Толпа с непокрытыми головами, звеня кандалами, окутанная июньской жаркой пылью, побрела по Торговой улице, и уже скрылась она в подугорье, скопилась на прибегище, готовясь к отправке, а звяк железа все висел в воздухе, тихо и обреченно потухая.
Зной ли, дождь ли, ветер ли засиверок, пронизывающий сквозь, когда каждая жилка исхудалого тела стынет, – бреди, несчастный, меряй означенные версты, не ропща и не прощаясь с недеждою: а вдруг прощение придет иль указ на амнистию особого разряда, к которому и ты принадлежишь, иль скрыться тебе удастся зеленой улицей; да мало ли какая удача может выпасть, если ты очень желаешь ее.

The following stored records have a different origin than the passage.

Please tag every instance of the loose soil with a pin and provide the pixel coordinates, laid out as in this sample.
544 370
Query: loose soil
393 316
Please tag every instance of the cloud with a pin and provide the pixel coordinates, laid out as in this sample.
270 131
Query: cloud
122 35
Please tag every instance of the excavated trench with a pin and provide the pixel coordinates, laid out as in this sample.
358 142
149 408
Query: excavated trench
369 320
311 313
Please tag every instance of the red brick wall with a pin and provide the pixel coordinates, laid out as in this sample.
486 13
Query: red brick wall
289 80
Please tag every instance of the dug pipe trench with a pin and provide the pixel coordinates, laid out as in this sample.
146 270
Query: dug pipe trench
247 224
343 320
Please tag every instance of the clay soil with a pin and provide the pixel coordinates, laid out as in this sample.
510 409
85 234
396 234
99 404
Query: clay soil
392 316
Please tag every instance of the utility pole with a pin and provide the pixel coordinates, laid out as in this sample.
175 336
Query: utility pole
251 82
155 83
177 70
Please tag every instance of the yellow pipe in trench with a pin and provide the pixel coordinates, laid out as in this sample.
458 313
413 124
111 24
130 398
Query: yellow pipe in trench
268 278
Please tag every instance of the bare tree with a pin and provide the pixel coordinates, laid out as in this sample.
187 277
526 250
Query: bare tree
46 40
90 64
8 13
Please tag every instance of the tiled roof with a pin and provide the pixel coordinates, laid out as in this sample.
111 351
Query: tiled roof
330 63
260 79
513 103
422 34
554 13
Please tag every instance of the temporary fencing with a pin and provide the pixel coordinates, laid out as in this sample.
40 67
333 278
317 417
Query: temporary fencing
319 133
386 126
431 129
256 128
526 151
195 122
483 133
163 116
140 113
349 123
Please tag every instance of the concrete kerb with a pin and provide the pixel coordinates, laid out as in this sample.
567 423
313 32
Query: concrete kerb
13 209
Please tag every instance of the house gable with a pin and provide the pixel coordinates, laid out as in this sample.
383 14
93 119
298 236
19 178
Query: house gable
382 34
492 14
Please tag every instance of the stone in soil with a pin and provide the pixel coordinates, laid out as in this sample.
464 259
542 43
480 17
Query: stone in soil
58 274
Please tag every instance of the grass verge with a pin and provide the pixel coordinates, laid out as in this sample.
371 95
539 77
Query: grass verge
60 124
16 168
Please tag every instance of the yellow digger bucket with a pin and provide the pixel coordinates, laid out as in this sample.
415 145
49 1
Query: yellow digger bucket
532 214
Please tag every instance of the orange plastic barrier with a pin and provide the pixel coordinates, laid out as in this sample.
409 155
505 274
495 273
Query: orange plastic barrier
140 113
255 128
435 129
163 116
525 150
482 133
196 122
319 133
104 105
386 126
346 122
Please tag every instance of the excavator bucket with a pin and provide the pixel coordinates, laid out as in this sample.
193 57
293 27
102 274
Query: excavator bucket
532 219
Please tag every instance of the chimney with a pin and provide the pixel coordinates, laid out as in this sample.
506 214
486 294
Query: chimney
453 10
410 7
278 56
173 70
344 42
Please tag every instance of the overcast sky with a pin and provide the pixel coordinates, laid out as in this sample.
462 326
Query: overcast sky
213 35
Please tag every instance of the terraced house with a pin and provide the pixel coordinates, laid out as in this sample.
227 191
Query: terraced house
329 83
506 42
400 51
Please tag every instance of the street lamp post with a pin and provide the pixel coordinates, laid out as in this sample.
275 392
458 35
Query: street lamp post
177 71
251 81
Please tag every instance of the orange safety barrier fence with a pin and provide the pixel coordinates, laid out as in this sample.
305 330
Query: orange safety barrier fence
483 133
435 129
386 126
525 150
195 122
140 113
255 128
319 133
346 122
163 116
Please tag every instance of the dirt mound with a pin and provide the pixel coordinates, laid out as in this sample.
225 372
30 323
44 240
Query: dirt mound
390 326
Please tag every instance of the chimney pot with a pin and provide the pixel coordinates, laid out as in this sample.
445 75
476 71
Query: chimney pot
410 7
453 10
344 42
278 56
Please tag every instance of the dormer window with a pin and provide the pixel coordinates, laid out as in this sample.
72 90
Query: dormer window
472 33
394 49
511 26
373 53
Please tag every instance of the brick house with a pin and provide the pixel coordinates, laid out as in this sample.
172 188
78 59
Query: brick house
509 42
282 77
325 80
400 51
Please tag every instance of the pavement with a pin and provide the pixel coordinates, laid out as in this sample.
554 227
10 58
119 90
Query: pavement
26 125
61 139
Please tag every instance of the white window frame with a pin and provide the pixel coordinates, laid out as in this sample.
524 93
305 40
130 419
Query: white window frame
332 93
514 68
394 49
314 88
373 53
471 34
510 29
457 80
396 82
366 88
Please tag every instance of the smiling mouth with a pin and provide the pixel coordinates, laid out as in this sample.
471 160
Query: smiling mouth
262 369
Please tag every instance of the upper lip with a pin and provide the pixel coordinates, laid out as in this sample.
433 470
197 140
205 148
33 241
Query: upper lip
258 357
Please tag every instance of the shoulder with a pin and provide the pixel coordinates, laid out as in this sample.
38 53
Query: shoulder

Так дойдешь ты до Москвы до Бутырской тюрьмы, до главной российской пересылки, еще там покормишь вшей, пока-то соберется этап, и уже после загремишь по Владимирке за три тысячи верст. Кто на высылку, кто на каторгу, на рудники по самому страшному разряду на пятнадцать лет.
От этапа к этапу, по вонючим ночлежным избам, полным неистребимого зверья, босиком и впроголодь, если неурожай в степях, и тогда десяти копеек дневного довольствия едва хватает на полтора фунта черного хлеба.
Кабы не жалость российская, кабы не сострадание бедного русского мужика и бесхитростной бабенки, разве мог бы несчастный Донька добраться до Березова, где следовало ему отныне проживать до скончания живота своего.
Войдут в попутную деревню, как калики перехожие, бренча железами, перекатывая цепи в ногах, у всех шапки долой, наполовину обкорнаны головы, жалостно и обреченно склонены, и вот вся-то эта сотня несчастных вдруг на самых высоких щемящих тонах воспоет не песнь, но скорее плач нищей каторжанской братии, у коей нет впереди просвета: «Подайте-ка нам, люди добрые, хлебушка».
Подойдут выборные с мешками под окна, и подадут крестьяне хлебом и яйцами, вареной говядиной и рыбой. Выступили на околицу, сразу привал, все подаяние разделили поровну – вот и трапеза.